In the autumn of 1918, the Austro-Hungarian Monarchy was in a state of collapse. As one of his Fourteen Points, U.S. president Woodrow Wilson demanded that the nationalities of the Empire have the "freest opportunity to autonomous development". On 14 October 1918, Foreign Minister Baron István Burián von Rajecz asked for an armistice based on the Fourteen Points. In an apparent attempt to demonstrate good faith, Emperor Charles I issued a proclamation two days later which would have significantly altered the structure of the Austrian half of the monarchy. The Austrian part of the Empire was to be transformed into a federal union composed of four parts—German, Czech, South Slav and Ukrainian (Galicia was allowed to secede). Each of these was to be governed by a national council that would negotiate the future of the empire with Vienna, and Trieste was to receive a special status.
However, on that same day, a Czecho-Slovak provisional government joined the Allies. This provisional government had begun drafting a Declaration of Independence on 13 October and completed its task on 16 October. The document was drafted by Tomáš Garrigue Masaryk and American sculptor Gutzon Borglum (Borglum hosted future soldiers of a Czecho-Slovak army on his farm in Stamford, Connecticut.〔Herbert Francis Sherwood. ("A New Declaration of Independence". ) ''The Outlook''. 120 (September–December 1918). p. 406.〕) On 17 October, Masaryk presented it to the U.S. government and the president. It was published in Paris 18 October 1918 with authorship attributed to Masaryk.
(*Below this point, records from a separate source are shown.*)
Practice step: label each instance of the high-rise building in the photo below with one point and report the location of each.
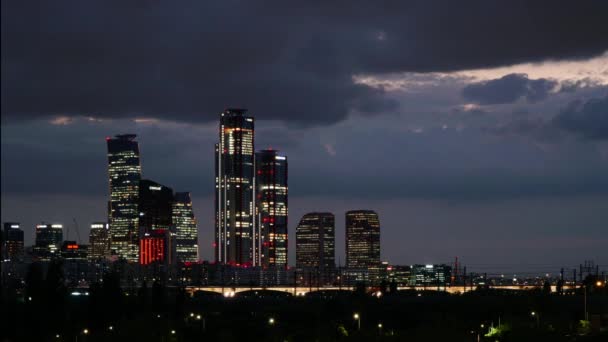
(234, 169)
(71, 250)
(155, 206)
(362, 239)
(153, 247)
(99, 241)
(185, 228)
(315, 241)
(13, 248)
(270, 223)
(49, 238)
(156, 221)
(124, 171)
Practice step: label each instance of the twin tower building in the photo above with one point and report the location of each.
(251, 208)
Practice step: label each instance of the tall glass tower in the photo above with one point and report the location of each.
(316, 241)
(234, 158)
(362, 239)
(270, 224)
(185, 228)
(124, 171)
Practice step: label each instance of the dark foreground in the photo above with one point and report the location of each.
(158, 314)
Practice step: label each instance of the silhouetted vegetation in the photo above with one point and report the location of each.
(153, 314)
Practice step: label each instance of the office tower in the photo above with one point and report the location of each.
(362, 239)
(270, 223)
(124, 173)
(185, 228)
(155, 206)
(154, 247)
(48, 241)
(99, 241)
(13, 241)
(234, 170)
(315, 241)
(155, 220)
(70, 250)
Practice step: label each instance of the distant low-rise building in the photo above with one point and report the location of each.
(48, 241)
(12, 237)
(430, 275)
(99, 241)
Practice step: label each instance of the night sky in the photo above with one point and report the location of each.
(476, 129)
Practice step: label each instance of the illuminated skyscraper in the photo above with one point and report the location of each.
(124, 171)
(185, 228)
(315, 241)
(49, 238)
(362, 239)
(155, 202)
(156, 222)
(99, 241)
(234, 205)
(270, 224)
(13, 241)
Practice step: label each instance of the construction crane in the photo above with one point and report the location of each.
(67, 233)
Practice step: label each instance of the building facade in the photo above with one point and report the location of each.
(362, 239)
(13, 247)
(99, 241)
(271, 209)
(155, 206)
(234, 202)
(316, 241)
(186, 229)
(430, 275)
(124, 171)
(153, 247)
(156, 222)
(49, 238)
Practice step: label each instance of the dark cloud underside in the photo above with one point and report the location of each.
(286, 62)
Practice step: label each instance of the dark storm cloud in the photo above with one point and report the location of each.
(188, 61)
(509, 89)
(588, 120)
(583, 119)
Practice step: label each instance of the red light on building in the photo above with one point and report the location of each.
(152, 248)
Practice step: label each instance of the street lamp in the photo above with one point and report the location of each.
(537, 315)
(358, 319)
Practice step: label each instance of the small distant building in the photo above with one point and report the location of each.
(13, 248)
(430, 275)
(70, 250)
(99, 241)
(48, 241)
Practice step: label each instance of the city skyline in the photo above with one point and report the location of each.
(489, 147)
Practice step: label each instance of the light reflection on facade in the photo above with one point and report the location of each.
(234, 159)
(124, 172)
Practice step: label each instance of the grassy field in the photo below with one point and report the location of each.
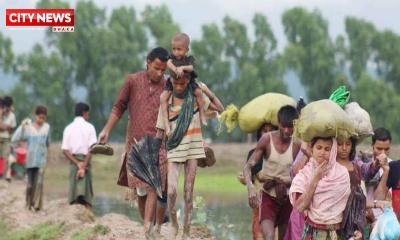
(217, 180)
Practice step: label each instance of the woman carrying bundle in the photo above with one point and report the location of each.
(321, 190)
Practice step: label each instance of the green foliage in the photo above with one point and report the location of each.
(91, 233)
(43, 231)
(92, 63)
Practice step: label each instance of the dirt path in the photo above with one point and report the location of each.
(74, 217)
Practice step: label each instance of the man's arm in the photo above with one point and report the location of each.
(120, 105)
(70, 157)
(259, 152)
(382, 189)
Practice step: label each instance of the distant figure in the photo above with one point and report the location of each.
(37, 136)
(78, 136)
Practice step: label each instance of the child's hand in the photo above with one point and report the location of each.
(179, 71)
(80, 174)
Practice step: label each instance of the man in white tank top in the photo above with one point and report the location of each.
(277, 150)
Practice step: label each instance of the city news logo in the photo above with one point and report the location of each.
(61, 20)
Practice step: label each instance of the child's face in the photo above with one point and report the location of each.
(40, 119)
(179, 49)
(322, 150)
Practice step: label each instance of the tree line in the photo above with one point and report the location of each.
(237, 64)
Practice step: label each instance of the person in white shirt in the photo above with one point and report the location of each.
(7, 124)
(78, 136)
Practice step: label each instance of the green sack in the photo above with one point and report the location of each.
(323, 118)
(263, 109)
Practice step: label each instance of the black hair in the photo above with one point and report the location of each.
(287, 114)
(381, 134)
(41, 110)
(259, 132)
(352, 154)
(80, 108)
(300, 104)
(7, 101)
(158, 52)
(314, 140)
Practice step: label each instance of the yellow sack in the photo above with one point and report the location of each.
(323, 118)
(261, 110)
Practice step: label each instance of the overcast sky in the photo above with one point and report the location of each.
(192, 14)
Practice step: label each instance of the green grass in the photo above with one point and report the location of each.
(216, 180)
(90, 233)
(43, 231)
(219, 179)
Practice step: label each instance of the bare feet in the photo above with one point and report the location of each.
(174, 227)
(186, 233)
(203, 118)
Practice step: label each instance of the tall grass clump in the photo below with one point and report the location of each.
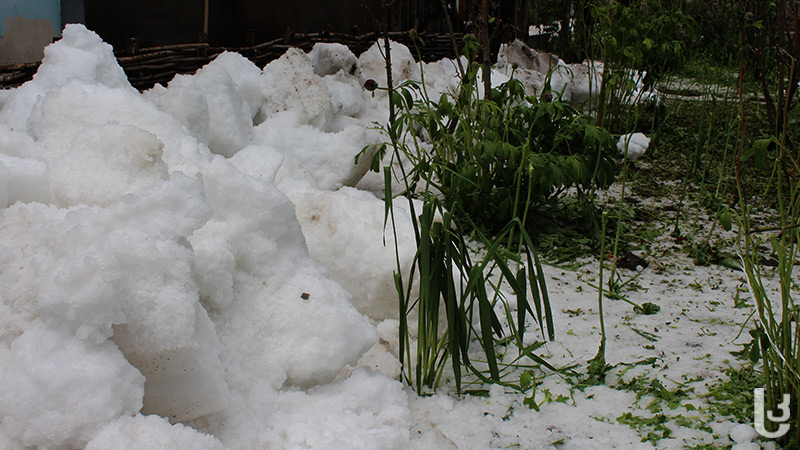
(482, 166)
(638, 42)
(770, 51)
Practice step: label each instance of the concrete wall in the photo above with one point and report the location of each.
(26, 27)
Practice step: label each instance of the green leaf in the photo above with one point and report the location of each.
(725, 219)
(525, 380)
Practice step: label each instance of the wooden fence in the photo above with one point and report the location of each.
(149, 66)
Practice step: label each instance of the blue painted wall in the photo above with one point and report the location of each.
(49, 10)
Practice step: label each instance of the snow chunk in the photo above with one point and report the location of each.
(64, 112)
(290, 84)
(517, 55)
(286, 322)
(364, 412)
(373, 66)
(742, 433)
(636, 144)
(150, 432)
(329, 59)
(112, 160)
(345, 232)
(217, 104)
(325, 160)
(80, 55)
(57, 390)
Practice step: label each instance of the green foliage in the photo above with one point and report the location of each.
(499, 159)
(641, 36)
(468, 148)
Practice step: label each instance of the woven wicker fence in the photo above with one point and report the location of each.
(149, 66)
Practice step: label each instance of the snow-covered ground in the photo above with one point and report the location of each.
(202, 266)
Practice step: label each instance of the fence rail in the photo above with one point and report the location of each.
(149, 66)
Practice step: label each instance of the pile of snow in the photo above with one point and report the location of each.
(574, 83)
(633, 145)
(191, 267)
(155, 276)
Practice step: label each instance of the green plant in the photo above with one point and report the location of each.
(500, 159)
(777, 332)
(451, 285)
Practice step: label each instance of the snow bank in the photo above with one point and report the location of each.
(154, 274)
(633, 145)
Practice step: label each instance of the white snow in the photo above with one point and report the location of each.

On the same day, United States Secretary of State Robert Lansing replied that the Allies were now committed to the causes of the Czechs, Slovaks, and South Slavs. Therefore, Lansing said, autonomy for the nationalities – the tenth of the Fourteen Points – was no longer enough and Washington could not deal on the basis of the Fourteen Points any more. The Lansing note was, in effect, the death certificate of Austria-Hungary. The national councils had already begun acting more or less as provisional governments of independent countries. With defeat in the war imminent after the Italian offensive in the Battle of Vittorio Veneto on 24 October, Czech politicians peacefully took over command in Prague on 28 October (later declared the birthday of Czecho-Slovakia) and followed up in other major cities in the next few days. On 30 October, the Slovaks followed with the Martin Declaration and the Austro-Hungarian state was officially dissolved the next day.